The need for effective empathy has been a recurring theme in discussions with various of my non-profit clients in recent months, and it has arisen in quite different circumstances, including:
– a CEO dealing with resistance to cultural changes required in the organisation
– a manager dealing with a director seemingly undermining her work
– a team leader meeting reluctance by some team members to help share the load of carrying out new procedures necessitated by COVID-19
– a recently appointed manager charged with implementing a substantial ‘improvement’ program facing resistance by a long-serving team member (with connections on the governing board) to changing ‘the way we do things around here’

The differences in physical and cultural settings, personalities, reporting relationships, history and other dimensions make it impossible to suggest a single solution that would meet all needs, however some common elements can be discerned. There are communication blockages happening in these challenging relationships, and as with all communications – it takes two. Gaps in understanding and alignment are leading to frustration and reduced or poor productivity. Without resolution, conflict may escalate.

No external actor can fix such problems, and besides, my role is rightly limited to facilitating and supporting reflective practice and action decisions by my clients.

Empathy mapping adaptation

To aid them in that endeavour, one of the tools I suggested might be helpful in improving their understanding of and insight into the perspective of the other party is an adaptation of the empathy map mentioned above.
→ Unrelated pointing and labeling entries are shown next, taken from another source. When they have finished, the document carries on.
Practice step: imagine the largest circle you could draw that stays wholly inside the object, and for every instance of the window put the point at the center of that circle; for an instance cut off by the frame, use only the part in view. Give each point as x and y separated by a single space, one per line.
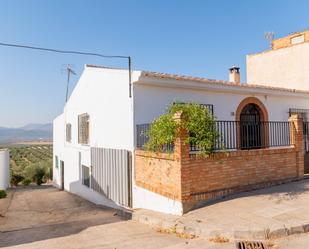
210 107
297 39
86 175
56 162
83 128
68 132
The template below was offered as a reflective tool, to aid them in thinking through the areas in which they were experiencing friction or resistance in their relationship with their colleague, team member, or manager.

Empathy Canvas

Notes completed in such a template may only be sketchy, but they can help you to look at the situation from the other’s perspective, and to promote greater alignment.  Gaining empathy by itself is not sufficient of course, and implementing a course of action based on your insights is a necessary next step.

Empathy represents the foundation skill for all the social competencies important for work”                                                      Daniel Goleman

[If the other party is a sociopath however (and they do exist out there), then an empathy map is unlikely to be of great value. Consult specialist HR advice if you believe your problem is that extreme.]

I will make some further observations on the ‘change resistance’ client issues listed above in a future post.

Other empathy mapping applications

The adaptation of a tool originally created for use in product or service design illustrates the potential for empathy mapping to be adapted to other purposes and situations that would benefit from insight into another party’s perspective. Try using it for other activities as varied as advocacy work, stakeholder relations, contract negotiations, counselling, coaching and mentoring.

Being mindful in this way will help in every human relationship you have, both at work and beyond.